What is the ground for classifying a new object if we just have some some examples?
How to we determine a proper class given a training set?
We may find an identical copy in the examples if we are lucky. If there are more identical copies and they belong to different classes we are in trouble. Now it depends on how the set of examples has been constructed. If the set is representative for the problem in the probabilistic sense a majority vote will be the way to proceed.
But what to do in case all objects are different as for most real world objects?
All objects are different, how to generalize?
If the examples are all different from the new object and we want to use them for classifying it, they should be related. It is then necessary to find an object representation that enables us to relate them. By this a distance or a similarity may be obtained for the new object to all objects in the training set. What to do now? What will be the next step after for instance all distances have been obtained. There are two directions to obtain an answer.
Distances
First we may have a look at the most similar object in the examples, the nearest neighbor. Its class may be used for classifying the new object. All other objects in the set are neglected, just the nearest one is used. An argument for that is that real world objects that are similar are expected to belong to the same class to have a similar representation. Objects that are very different will belong to different classes and have very different representations. So classifying by the nearest neighbor distance is a natural way to do.
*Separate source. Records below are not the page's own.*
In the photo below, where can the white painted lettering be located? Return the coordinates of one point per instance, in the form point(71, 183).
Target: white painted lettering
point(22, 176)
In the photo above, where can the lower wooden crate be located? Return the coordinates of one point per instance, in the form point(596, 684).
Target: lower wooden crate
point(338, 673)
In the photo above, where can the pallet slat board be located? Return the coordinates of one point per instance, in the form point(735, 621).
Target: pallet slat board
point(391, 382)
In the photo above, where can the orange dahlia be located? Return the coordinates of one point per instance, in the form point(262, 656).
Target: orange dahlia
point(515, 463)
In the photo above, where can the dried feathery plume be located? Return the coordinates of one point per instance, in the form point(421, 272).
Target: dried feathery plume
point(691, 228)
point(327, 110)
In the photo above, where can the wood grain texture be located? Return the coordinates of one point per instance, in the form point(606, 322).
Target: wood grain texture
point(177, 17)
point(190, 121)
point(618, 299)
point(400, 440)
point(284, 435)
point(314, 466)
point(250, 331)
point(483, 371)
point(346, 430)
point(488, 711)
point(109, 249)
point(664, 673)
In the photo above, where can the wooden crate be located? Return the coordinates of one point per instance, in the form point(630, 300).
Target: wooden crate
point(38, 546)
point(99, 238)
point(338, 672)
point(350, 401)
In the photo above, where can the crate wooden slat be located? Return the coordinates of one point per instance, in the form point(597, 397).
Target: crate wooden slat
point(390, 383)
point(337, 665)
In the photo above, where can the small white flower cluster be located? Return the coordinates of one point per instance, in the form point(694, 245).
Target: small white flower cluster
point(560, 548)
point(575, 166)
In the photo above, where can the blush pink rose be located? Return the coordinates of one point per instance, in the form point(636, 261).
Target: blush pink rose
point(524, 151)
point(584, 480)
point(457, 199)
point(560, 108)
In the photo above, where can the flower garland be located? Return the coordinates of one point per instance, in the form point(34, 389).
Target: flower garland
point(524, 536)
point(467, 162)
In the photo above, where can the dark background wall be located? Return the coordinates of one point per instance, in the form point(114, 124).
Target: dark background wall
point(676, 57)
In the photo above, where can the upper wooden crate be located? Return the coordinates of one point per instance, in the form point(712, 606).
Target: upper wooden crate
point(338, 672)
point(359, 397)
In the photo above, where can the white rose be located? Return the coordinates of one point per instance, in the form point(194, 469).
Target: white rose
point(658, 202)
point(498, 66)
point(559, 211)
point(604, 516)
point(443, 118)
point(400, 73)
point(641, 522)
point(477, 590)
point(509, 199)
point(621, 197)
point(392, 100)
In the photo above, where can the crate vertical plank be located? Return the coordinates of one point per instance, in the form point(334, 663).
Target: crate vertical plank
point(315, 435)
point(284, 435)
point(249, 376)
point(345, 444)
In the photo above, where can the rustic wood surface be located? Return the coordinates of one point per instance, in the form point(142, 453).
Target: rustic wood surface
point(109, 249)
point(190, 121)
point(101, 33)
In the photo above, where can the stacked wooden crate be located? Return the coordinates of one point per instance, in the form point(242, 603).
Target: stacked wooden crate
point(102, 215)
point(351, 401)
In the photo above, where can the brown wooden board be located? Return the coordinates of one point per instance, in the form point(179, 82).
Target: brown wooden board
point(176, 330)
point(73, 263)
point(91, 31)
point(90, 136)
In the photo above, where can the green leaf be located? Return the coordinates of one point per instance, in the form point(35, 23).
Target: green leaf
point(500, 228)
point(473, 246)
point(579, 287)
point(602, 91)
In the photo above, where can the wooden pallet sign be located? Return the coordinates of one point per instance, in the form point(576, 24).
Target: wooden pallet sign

This assumes that the representation satisfies some continuous properties: small object differences will cause small changes in the representation.
Densities
A different way to find an answer is that we not just consider just the nearest neighbor but a set of neighbors, eventually all objects. Their distances may be weighted and result in a probability density estimate for each of the classes for the object under consideration. This is called a density kernel approach, or a Parzen density estimation. Instead some density model may be used, e.g. a normal distribution. In both ways the training set is used to build statistical models of the classes. New objects are assigned to the most probable class according to these models, possibly taken class priors into account.
Both
Distances may be considered as a local approach and densities as global. In practice most classification rules make use of both principles, with a few exceptions. Distance based classifiers like the Support Vector Machine that take class overlap into account have somewhere a probabilistic trade-off. Density based classifiers on the other hand, need to estimate densities. Density estimators are depend on the metric and thereby on distances.
In studying the characteristics of classifiers it can be very helpful to trace where and in what way the classifier makes use of distances or densities. There are a few exceptions. One is the decision tree which is based on just a ranking of distances.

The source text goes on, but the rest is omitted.